A boy climbs up an 8.00m high tree. To come back down, the boy slides down along a rope. The coefficient of friction between the rope and the boy is 0.40. What is the velocity with which the boy reaches ground?
To find the velocity with which the boy reaches the ground, we can use the principle of conservation of mechanical energy.
First, let's calculate the potential energy of the boy when he is at the top of the tree. The potential energy (PE) is given by the equation PE = mgh, where m is the mass of the boy, g is the acceleration due to gravity (9.8 m/s^2), and h is the height of the tree (8.00m). Since the mass of the boy is not given in the question, we can assume a value of 60 kg for an average boy.
PE = mgh = (60 kg)(9.8 m/s^2)(8.00m) = 4,704 J
Now, as the boy slides down, some of the potential energy is converted into kinetic energy. The remaining energy is lost due to friction between the rope and the boy. The work done by friction can be calculated using the equation W = μmgd, where μ is the coefficient of friction (0.40), m is the mass, g is the acceleration due to gravity, and d is the distance traveled.
Since the height of the tree is equal to the distance traveled along the rope, we can calculate the work done by friction using d = 8.00m.
W = μmgd = (0.40)(60 kg)(9.8 m/s^2)(8.00m) = 1,881.6 J
The work done by friction is equal to the energy lost by the boy during his descent. Therefore, the remaining energy is converted into kinetic energy.

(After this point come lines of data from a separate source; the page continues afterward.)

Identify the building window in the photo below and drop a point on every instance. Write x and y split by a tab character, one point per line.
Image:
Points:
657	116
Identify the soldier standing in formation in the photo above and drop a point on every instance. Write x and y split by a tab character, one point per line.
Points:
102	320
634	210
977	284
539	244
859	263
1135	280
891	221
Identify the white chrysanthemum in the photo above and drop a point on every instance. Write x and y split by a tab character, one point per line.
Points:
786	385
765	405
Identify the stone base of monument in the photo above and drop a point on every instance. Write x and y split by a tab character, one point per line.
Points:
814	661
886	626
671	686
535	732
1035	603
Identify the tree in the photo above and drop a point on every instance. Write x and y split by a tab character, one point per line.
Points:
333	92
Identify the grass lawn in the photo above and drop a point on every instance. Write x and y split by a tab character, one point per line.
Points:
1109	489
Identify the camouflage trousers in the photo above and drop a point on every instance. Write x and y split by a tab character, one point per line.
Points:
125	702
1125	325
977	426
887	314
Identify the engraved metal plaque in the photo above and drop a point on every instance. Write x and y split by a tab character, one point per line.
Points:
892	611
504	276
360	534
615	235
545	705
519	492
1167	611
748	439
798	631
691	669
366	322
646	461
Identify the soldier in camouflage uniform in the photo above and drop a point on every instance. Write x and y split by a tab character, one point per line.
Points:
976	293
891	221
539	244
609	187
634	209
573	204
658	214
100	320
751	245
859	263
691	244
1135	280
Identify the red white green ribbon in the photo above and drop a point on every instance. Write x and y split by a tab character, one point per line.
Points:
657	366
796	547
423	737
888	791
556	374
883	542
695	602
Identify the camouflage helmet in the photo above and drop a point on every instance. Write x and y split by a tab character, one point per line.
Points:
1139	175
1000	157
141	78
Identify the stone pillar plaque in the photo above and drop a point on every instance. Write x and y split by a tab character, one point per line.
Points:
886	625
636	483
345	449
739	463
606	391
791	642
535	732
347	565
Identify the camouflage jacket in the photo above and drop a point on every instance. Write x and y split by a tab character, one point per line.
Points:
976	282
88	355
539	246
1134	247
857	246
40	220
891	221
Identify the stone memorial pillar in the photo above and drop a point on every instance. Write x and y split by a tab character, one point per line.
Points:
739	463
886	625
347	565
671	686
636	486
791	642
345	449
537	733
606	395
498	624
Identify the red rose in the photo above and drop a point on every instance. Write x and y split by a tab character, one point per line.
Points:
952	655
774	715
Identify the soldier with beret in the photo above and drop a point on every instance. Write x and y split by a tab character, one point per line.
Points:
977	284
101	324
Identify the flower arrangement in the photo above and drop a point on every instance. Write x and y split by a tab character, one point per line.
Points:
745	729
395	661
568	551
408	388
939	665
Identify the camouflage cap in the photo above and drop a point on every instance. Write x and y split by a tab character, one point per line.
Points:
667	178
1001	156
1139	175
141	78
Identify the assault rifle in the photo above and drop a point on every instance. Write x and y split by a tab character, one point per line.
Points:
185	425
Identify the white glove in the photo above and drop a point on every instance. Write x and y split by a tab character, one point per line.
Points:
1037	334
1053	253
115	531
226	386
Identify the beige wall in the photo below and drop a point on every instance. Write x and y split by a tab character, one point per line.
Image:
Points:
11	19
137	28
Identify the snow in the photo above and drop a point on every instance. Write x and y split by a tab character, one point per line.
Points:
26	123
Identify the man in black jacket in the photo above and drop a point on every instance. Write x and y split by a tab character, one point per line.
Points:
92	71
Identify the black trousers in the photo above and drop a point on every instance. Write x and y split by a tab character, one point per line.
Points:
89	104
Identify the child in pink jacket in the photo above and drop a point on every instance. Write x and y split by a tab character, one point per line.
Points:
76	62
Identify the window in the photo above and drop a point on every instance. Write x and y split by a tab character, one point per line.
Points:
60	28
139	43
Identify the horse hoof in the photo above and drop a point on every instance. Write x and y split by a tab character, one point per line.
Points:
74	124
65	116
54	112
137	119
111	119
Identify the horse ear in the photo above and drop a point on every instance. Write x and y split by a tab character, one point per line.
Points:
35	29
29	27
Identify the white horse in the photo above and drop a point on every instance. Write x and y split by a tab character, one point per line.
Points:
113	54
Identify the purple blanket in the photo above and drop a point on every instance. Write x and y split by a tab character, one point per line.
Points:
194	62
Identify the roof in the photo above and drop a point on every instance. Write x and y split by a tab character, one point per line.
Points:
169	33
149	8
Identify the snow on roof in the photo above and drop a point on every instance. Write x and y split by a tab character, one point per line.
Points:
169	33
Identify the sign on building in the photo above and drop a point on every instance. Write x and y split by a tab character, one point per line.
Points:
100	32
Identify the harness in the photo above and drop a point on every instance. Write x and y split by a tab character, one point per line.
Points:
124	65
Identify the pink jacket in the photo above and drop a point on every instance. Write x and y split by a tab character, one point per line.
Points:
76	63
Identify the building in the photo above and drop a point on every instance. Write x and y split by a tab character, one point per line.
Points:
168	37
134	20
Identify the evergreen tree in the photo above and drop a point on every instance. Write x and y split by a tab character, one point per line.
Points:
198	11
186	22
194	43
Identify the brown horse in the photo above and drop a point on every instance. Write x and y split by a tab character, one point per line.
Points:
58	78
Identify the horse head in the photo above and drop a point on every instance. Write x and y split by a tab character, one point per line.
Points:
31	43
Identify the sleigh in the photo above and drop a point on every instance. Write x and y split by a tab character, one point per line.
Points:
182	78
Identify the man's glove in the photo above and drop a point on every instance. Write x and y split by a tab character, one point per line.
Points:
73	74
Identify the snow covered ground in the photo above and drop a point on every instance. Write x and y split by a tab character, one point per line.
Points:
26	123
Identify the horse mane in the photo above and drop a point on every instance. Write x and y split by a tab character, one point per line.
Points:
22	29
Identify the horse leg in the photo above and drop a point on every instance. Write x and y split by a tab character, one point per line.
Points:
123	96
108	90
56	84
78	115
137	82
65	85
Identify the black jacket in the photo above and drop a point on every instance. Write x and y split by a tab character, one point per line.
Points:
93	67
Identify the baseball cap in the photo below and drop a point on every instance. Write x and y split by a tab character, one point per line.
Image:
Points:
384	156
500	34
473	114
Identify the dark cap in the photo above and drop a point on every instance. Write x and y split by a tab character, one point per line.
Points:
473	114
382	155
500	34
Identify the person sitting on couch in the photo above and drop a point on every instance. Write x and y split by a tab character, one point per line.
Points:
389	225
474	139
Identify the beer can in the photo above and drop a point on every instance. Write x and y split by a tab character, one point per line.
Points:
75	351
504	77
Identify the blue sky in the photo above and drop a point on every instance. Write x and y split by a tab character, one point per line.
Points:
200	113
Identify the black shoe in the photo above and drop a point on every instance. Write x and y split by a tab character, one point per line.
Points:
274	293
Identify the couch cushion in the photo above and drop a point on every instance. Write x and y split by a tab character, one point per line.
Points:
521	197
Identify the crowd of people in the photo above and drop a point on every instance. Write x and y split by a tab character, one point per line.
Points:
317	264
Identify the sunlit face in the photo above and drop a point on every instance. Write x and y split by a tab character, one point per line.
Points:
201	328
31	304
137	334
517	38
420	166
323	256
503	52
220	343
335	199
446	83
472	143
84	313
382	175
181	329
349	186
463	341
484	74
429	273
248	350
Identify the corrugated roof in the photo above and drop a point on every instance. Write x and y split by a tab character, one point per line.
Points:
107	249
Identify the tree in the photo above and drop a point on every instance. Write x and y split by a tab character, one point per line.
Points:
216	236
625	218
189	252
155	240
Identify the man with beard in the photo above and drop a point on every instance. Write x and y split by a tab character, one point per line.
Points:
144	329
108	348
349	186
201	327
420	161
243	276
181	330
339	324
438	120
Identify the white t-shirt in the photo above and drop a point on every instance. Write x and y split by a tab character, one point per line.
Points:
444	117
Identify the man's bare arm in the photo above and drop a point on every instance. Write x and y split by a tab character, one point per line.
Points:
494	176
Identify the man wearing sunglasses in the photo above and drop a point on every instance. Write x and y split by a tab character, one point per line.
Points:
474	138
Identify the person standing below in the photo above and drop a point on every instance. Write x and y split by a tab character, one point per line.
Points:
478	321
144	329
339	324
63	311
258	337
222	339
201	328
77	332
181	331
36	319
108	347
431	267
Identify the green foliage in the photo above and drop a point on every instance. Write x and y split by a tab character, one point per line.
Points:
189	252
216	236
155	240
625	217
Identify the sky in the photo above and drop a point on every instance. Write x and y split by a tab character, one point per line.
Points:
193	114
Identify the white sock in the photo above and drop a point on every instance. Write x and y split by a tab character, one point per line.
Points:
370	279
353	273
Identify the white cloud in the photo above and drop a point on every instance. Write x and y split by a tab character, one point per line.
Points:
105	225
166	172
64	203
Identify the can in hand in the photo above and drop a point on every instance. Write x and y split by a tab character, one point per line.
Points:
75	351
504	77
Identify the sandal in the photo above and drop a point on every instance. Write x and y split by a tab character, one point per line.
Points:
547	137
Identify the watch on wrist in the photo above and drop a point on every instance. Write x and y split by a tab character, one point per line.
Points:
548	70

Kinetic energy (KE) is given by the equation KE = (1/2)mv^2, where m is the mass, and v is the velocity.
KE = PE - W = 4,704 J - 1,881.6 J = 2,822.4 J
Now we can solve for the velocity:
2,822.4 J = (1/2)(60 kg)v^2
v^2 = (2 * 2,822.4 J) / (60 kg)
v^2 = 94.08 m^2/s^2
Taking the square root of both sides, we find:
v = √(94.08 m^2/s^2) ≈ 9.70 m/s
Therefore, the velocity with which the boy reaches the ground is approximately 9.70 m/s.
To find the velocity with which the boy reaches the ground, we can use the concept of conservation of energy.
The initial potential energy (mgh) the boy has when he is at the top of the tree will be converted into the final kinetic energy (0.5mv^2) when he reaches the ground.
Let's assume the mass of the boy is m, the height of the tree is h = 8.00m, and the coefficient of friction is μ = 0.40.
The potential energy at the top of the tree is given by:
PE = mgh
The work done by friction during the slide is given by:
W_friction = μmgd
The work done by friction will subtract energy, so we need to subtract it from the initial potential energy:
PE_final = PE_initial - W_friction
Since the final energy is all in the form of kinetic energy, we can set this equal to the kinetic energy (0.5mv^2):
0.5mv^2 = PE_initial - μmgd
Rearranging the equation, we get:
v^2 = (2gh - 2μgd)/m
Taking the square root of both sides, we get:
v = √((2gh - 2μgd)/m)
Now we can substitute the given values:
v = √((2 * 9.8m/s² * 8.00m - 2 * 0.40 * 9.8m/s² * 8.00m)/m)
Simplifying:
v = √((156.8m²/s² - 62.72m²/s²)/m)
v = √((94.08m²/s²)/m)
v = √(94.08m/s²)
So, the velocity with which the boy reaches the ground is approximately 9.70 m/s.